Page 1 of 2

Tuning DS server

Posted: Wed Aug 18, 2004 12:50 am
by asvictor
Hi

One of our client came with this request of Tuning their Jobs. When I checked the Job, they we quite ok, but the Performance was very much affected while running the Jobs. The DBA had informed that they have four CPUs, but I dont know whether Datastage is configured to use all the available CPUs. I have a doubt they will still be using one CPU which affects the Performance of the Jobs. How do I check whether DS uses all the Four CPUs? if it is not using, what should I do to make DS use all the available CPUs.

Do i need to do some setting in the Database? (DB2) or do some setting in Datastage server?

Can some one help me please?

Cheers,

Victor

Posted: Wed Aug 18, 2004 1:09 am
by richdhan
Hi Victor,

How was the job performing initially when it was delivered to the client.

When you run the job you can do performance statistics for active stages by selecting performance statistics option in the Tracing tab that comes in the Job Run options.

Check servjdev.pdf chapter Optimizing Performance in Server Jobs. It gives more info on the point discussed where you can find whether the job is performing poorly because it is CPU limited or I/O limited.

If it CPU limited try Turning ON Row Buffering for the job and run the job. It is available in Performance tab in Job properties window. See if that improves performance.

In Process Row Buffering enables the data to to be buffered rather than passing them by row. Interprocess row buffering enables active stages to run on a seperate process. You can also make use of IPC stage explicitly in the job to enable interprocess buffering.

HTH
--Rich

multi cpu configs

Posted: Wed Aug 18, 2004 7:23 am
by flashgordon
just wanted to add one other thing in addition to the excellent post above. unless you are using enterprise edition (parallel extender) one job can use at most one cpu. so unless you are running lot's of jobs at the same time or you have a lot of other non datastage stuff on the datastage server extra cpu's may or may not help the datastage job you are having performance problems with. One datastage job uses one pid and one pid can use at most one cpu.

... Flash Gordon

Posted: Wed Aug 18, 2004 8:07 am
by tonystark622
just wanted to add one other thing in addition to the excellent post above. unless you are using enterprise edition (parallel extender) one job can use at most one cpu.
In my experience, at least on HP-UX (Unix), this is not true. With InterProcess Row Buffering turned on each active stage can run on it's own process and these processes can be scattered across all the processors that DataStage can access on the box.

Tony

Posted: Wed Aug 18, 2004 3:29 pm
by ray.wurlod
It's not a statement you can generalize to say that a DataStage job will use only one CPU. For starters, the job runs in one process, an active stage will run in a child process. The likelihood is that they will get different CPUs. Further, independent active stages (for example separate processing streams) in the one job will all get separate processes. And I haven't even mentioned IPC stage or row buffering yet! Nor running multiple instances of server jobs!

I'd be looking at other things that slow throughput down. For example, are the logs purged regularly. Are there squillions of old files in the &PH& directory? Does the job execute the "query from hell" during extraction? Is loading blocked by other processes (for example backups, batch loads, etc.)?

Posted: Thu Aug 19, 2004 7:38 am
by aaronej
Ray,

What standard practice would you recommend for purging log files? What is your best practice for this?

Thanks!

Aaron

Posted: Thu Aug 19, 2004 7:53 am
by datastage
Inprocess and interprocess row buffering can definitely improve performance, but they can also hurt performance. I don't like the idea of using the project wide setting, but analyze and test on a job by job basis for complex jobs and jobs that need performance improving.

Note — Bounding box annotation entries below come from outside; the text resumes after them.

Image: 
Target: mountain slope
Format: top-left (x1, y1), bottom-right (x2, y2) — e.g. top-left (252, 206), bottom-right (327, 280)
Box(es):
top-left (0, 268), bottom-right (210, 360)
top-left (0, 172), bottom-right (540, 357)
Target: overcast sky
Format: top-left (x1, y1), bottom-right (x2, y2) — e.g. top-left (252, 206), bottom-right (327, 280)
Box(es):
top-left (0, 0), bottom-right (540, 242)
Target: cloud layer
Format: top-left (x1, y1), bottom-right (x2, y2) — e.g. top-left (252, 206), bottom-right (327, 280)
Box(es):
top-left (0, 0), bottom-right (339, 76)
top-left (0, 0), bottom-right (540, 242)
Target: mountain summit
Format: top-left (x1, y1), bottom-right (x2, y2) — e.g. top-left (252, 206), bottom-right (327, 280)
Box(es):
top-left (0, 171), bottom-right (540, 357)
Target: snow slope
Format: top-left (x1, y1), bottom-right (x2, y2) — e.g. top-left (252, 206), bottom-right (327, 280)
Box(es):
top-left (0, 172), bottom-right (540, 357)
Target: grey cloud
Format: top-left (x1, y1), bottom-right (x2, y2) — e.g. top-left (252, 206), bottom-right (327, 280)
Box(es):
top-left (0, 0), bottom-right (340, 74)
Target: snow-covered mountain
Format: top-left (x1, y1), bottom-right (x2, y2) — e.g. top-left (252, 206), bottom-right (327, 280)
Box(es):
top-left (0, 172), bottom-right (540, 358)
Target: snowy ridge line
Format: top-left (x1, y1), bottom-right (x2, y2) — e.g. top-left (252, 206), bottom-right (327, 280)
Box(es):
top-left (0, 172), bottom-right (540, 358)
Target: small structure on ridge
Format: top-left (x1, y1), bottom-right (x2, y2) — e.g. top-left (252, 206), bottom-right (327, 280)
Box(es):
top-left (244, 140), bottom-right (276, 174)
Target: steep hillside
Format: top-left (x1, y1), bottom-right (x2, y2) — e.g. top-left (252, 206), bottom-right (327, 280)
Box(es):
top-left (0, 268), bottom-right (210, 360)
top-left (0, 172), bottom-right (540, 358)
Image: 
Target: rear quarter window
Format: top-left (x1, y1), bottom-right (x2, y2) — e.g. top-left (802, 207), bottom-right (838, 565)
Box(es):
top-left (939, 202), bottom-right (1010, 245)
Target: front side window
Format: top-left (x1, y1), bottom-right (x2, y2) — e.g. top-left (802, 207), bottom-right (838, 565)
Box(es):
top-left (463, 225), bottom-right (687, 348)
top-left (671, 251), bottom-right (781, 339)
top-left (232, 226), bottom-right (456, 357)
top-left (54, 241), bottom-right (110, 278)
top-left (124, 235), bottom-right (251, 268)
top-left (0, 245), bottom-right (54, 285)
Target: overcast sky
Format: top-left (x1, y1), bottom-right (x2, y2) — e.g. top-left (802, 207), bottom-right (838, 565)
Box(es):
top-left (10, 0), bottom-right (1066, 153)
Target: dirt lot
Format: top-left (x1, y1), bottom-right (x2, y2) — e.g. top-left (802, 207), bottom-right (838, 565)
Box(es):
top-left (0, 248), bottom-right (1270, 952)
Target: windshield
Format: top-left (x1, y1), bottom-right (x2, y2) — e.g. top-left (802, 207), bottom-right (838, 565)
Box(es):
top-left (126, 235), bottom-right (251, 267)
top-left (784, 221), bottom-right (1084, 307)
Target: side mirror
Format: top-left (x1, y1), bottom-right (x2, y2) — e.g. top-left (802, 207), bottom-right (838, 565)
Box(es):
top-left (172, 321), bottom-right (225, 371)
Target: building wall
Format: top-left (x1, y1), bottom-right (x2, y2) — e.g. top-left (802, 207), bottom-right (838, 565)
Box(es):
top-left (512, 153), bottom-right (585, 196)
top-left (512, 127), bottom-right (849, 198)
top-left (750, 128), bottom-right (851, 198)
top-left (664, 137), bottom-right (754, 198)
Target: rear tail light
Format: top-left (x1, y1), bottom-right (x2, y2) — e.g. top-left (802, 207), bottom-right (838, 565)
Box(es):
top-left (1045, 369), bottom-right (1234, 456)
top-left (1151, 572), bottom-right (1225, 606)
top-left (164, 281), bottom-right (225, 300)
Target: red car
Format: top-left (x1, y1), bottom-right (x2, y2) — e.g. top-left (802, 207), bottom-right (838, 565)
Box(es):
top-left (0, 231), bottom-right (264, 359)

Also, don't forget to work with the DBAs to help tune big queries. Often doing simple selects and moving grouping to aggregator stages and joins to hashed file lookups will improve performance. Depending of your needs look into all the options on the database load side from changing how often commits are performed; analyze delete all rows vs. truncate table vs. drop and recreate tables; looking into dropping indexed prior to load and recreating after load; verify when insert new or update existing should be used versus update existing and insert new.

Back to DS, typically best performance is gained when hashed files have write cache turned on, are pre-loaded to memory for lookup, and you can even increase the minimum modulus for large hashed files to improve write performance.

Performance tuning in DS is endless...hope this helps, but as others mentioned before the first question to answer is whether you are more CPU bound or I/O bound and the effect of network traffic.

Purging of DataStage job logs

Posted: Thu Aug 19, 2004 3:37 pm
by ray.wurlod
Best practice is to have automatic log purging enabled, and to perform manual log purging when a large number of events is logged.

Automatic log purging is triggered when a job completes successfully. It is not triggered if the job fails to complete successfully.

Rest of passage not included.